Southern Baptist Convention Wants Missionaries to Pledge

The Southern Baptists Convention is making another attempt to get all its overseas missionaries to pledge that they agree with the denomination's revised statement of faith — a document that opposes women pastors and says wives should submit to their husbands.

Avery Willis, senior vice president of the International Mission Board, has been contacting missionaries by phone to follow up the original request, made a year ago by board President Jerry Rankin.

The nation's largest foreign mission board estimates that less than 1 percent of its 5,400 personnel have not yet complied, Baptist Press reported.

The dispute involves missionaries who were hired under pledges to agree with the previous, 1963 version of the "Baptist Faith and Message" statement.

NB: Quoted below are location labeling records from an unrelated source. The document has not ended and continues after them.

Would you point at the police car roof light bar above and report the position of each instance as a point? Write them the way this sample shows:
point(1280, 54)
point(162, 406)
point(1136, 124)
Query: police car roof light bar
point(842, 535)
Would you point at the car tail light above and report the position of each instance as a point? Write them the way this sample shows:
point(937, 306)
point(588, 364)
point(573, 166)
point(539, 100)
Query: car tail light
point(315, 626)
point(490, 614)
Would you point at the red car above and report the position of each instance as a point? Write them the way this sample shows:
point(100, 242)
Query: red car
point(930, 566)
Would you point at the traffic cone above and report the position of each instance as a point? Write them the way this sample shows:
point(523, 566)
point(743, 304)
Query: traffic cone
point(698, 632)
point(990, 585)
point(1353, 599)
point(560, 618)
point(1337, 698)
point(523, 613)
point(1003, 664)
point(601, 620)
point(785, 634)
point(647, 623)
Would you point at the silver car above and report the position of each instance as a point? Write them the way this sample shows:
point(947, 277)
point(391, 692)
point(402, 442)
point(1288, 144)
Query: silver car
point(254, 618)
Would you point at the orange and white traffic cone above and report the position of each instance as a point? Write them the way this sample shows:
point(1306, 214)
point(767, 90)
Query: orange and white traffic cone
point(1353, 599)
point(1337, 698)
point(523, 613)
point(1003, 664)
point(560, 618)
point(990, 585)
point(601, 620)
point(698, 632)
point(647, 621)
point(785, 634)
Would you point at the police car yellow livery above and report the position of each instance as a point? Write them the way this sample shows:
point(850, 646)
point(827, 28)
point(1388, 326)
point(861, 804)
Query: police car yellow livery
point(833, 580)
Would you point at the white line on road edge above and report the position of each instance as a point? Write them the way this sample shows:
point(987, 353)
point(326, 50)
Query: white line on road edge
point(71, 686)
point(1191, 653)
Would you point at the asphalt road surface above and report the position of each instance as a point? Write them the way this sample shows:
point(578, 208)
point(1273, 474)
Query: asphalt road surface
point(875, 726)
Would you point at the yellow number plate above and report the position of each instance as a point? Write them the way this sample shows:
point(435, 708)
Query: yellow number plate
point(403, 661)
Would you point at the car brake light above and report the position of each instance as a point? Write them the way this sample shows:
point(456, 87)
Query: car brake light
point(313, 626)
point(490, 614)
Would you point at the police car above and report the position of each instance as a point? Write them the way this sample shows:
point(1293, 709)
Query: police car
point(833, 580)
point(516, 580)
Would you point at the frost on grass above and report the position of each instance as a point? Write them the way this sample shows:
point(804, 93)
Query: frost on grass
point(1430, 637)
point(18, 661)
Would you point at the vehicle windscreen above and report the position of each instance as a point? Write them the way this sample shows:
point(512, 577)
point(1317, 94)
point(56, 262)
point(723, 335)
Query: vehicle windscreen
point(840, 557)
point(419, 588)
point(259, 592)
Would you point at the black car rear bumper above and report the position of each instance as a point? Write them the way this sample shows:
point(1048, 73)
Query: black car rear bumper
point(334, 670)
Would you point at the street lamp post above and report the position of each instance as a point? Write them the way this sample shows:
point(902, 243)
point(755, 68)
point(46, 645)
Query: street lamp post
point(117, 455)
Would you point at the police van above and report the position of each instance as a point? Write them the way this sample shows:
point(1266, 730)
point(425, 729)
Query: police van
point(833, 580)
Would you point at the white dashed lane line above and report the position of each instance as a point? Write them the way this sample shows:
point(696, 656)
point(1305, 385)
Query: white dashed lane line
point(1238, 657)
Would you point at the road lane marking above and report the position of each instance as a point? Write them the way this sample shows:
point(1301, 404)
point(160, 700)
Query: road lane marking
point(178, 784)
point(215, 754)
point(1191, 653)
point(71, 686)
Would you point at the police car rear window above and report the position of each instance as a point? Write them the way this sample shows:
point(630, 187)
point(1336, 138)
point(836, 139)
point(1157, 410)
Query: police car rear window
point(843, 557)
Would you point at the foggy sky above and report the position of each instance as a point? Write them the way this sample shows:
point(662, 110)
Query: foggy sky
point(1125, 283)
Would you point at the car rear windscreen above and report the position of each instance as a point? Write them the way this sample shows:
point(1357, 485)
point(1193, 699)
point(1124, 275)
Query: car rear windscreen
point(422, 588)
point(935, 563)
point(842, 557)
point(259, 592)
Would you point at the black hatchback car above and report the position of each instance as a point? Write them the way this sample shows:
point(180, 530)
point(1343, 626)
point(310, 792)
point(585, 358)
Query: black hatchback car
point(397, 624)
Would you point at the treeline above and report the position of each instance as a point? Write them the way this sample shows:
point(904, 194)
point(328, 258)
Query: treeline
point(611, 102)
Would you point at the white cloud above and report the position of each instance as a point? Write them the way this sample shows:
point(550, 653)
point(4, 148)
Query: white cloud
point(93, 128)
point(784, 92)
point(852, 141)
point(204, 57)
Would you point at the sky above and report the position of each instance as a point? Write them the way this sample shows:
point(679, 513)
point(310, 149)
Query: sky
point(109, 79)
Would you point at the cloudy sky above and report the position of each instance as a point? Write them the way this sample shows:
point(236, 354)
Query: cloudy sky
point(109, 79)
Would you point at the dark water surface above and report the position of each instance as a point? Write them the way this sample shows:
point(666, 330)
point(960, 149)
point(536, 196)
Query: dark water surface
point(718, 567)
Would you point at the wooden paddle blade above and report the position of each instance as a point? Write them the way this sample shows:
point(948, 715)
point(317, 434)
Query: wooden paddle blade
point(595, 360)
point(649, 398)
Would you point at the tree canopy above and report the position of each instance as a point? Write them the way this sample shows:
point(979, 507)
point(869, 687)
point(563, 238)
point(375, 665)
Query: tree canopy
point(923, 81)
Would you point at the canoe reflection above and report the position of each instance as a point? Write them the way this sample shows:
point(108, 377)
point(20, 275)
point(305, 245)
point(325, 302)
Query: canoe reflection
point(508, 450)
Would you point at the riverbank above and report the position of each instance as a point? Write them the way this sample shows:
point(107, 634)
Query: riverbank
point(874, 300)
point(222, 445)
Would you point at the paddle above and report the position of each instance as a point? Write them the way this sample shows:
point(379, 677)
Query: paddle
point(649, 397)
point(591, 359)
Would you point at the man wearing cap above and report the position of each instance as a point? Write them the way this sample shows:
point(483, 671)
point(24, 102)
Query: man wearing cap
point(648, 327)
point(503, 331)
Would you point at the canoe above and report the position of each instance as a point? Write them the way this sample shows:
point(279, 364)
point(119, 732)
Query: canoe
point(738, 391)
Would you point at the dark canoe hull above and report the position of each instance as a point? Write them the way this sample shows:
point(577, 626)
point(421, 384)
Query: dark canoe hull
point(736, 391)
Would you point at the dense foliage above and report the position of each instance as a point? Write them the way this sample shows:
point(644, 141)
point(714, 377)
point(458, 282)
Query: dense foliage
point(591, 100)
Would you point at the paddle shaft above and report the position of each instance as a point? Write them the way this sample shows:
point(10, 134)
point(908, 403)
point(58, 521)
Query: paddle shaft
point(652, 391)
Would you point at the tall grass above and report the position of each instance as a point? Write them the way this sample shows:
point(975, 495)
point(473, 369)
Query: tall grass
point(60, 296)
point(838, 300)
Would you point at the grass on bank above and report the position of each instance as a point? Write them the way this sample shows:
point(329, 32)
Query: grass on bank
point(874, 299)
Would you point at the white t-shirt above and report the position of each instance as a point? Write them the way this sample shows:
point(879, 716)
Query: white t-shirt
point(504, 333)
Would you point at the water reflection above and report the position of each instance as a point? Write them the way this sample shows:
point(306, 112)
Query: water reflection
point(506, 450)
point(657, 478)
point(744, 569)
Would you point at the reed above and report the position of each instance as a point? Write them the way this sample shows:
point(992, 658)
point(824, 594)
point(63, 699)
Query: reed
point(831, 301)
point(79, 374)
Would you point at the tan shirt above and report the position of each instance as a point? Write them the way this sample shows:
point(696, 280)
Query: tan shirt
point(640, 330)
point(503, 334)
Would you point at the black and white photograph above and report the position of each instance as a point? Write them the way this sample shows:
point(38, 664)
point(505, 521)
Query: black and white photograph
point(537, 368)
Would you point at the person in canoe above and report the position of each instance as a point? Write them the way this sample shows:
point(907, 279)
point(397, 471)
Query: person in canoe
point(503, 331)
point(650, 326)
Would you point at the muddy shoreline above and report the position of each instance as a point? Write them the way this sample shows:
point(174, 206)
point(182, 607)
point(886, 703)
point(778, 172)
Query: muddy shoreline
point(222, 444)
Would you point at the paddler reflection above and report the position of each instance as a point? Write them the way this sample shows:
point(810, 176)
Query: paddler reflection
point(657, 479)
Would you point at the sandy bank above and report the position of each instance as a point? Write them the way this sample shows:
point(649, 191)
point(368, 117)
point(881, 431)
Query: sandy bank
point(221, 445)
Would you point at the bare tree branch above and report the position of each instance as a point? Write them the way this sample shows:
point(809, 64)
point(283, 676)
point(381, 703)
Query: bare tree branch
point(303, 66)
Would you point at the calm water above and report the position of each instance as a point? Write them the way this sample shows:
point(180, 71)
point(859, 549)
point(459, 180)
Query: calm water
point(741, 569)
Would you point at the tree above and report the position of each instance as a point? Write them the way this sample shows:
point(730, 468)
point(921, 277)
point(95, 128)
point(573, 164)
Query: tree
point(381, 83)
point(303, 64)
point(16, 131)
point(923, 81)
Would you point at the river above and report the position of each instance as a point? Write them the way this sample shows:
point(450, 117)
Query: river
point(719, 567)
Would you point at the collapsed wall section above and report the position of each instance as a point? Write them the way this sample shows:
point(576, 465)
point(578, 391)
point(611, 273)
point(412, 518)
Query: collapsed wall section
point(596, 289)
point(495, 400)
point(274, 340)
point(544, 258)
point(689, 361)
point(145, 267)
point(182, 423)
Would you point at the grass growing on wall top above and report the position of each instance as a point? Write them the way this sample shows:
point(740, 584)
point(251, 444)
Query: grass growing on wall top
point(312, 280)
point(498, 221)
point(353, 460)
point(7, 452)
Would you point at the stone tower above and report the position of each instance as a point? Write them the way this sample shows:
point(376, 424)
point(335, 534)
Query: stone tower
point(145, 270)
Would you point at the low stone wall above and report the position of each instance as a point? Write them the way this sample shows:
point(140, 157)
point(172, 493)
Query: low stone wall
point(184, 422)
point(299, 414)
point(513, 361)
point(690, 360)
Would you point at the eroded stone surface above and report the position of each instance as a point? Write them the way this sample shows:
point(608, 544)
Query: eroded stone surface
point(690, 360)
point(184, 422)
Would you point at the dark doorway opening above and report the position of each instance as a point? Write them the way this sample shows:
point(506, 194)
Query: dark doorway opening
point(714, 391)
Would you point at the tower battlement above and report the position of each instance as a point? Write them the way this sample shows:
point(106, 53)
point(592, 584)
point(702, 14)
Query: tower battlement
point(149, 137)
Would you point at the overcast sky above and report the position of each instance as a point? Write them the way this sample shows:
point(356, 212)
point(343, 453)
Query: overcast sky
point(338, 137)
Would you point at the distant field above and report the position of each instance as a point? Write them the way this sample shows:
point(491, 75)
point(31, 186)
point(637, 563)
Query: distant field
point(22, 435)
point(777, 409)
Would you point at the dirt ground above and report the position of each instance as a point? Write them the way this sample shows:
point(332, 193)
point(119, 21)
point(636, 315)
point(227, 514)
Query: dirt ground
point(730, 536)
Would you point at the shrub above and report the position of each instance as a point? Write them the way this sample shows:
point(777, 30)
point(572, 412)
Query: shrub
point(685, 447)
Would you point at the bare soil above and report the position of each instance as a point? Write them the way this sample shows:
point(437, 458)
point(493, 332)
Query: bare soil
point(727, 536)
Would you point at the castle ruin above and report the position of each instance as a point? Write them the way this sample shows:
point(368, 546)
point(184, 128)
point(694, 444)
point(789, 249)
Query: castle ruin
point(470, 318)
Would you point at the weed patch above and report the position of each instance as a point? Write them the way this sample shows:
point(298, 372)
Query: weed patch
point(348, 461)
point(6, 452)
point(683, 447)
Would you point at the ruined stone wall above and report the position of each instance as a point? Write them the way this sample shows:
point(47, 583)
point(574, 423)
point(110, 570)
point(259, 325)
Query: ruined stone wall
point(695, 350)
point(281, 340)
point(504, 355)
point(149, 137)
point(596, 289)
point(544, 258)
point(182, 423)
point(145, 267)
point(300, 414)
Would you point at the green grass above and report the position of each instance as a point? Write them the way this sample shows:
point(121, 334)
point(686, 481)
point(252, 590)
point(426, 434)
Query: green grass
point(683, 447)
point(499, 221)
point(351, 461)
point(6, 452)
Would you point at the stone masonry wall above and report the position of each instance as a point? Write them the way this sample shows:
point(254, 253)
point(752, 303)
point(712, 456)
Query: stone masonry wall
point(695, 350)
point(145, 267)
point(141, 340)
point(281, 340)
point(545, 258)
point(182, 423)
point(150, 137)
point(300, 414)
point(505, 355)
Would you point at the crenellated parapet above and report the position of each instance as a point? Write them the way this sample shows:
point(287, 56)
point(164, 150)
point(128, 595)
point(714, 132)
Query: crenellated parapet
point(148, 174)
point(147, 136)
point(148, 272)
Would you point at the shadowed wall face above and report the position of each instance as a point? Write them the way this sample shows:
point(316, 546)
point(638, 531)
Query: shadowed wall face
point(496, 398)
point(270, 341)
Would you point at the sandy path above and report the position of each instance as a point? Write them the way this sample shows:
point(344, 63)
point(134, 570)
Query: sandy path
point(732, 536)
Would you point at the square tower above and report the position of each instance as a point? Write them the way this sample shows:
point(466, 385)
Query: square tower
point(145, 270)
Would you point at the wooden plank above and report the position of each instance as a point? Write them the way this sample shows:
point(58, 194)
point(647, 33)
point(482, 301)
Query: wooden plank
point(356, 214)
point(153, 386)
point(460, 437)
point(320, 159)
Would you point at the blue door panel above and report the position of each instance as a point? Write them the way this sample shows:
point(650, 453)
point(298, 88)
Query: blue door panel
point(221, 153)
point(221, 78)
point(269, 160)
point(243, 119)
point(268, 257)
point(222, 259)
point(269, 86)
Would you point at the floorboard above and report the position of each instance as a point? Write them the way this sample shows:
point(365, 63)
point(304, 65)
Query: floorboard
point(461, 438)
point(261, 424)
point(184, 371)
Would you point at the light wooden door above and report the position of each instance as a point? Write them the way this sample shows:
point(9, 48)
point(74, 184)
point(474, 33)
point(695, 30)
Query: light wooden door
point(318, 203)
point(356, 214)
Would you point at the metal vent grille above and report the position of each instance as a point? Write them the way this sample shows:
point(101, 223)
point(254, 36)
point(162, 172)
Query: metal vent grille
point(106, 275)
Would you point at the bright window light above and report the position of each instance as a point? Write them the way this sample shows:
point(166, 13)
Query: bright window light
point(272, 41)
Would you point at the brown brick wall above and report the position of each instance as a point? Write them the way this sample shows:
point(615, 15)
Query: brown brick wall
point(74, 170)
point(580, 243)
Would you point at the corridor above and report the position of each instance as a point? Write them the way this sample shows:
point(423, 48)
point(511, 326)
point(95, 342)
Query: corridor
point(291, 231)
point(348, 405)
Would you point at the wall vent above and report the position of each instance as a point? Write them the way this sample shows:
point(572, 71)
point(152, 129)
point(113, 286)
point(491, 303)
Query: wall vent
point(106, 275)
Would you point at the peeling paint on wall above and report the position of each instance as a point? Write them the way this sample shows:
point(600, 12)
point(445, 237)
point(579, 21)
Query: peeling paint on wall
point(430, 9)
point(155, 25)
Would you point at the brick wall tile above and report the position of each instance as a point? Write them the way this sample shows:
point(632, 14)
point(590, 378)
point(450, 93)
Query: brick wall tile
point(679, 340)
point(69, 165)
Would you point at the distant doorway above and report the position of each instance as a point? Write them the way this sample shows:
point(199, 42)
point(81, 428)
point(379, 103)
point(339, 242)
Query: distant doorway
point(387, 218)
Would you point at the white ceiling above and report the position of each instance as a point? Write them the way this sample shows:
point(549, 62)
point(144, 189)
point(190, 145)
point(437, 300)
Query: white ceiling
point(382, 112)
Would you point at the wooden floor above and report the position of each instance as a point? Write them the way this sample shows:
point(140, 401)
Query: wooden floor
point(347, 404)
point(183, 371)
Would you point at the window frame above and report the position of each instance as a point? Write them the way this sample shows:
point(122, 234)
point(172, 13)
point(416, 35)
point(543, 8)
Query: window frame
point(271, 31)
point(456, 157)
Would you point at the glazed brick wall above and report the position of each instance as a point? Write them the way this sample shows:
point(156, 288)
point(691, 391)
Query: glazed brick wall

The 2000 revision, among other things, opposes women pastors and says "a wife is to submit herself graciously to the servant leadership of her husband."

Willis is telling personnel currently in the United States that they will not be returned overseas without making a commitment. However, a Baptists spokesman said the phone calls are meant to persuade the missionaries to agree to the faith statement, not to tell them they're fired.

The board said 32 missionaries who resigned in the past year cited Rankin's letter as one reason, but the Baptist Standard of Texas says others are believed to have left for that reason without explicitly saying so.

Newly hired missionaries are required to adhere to the 2000 faith statement.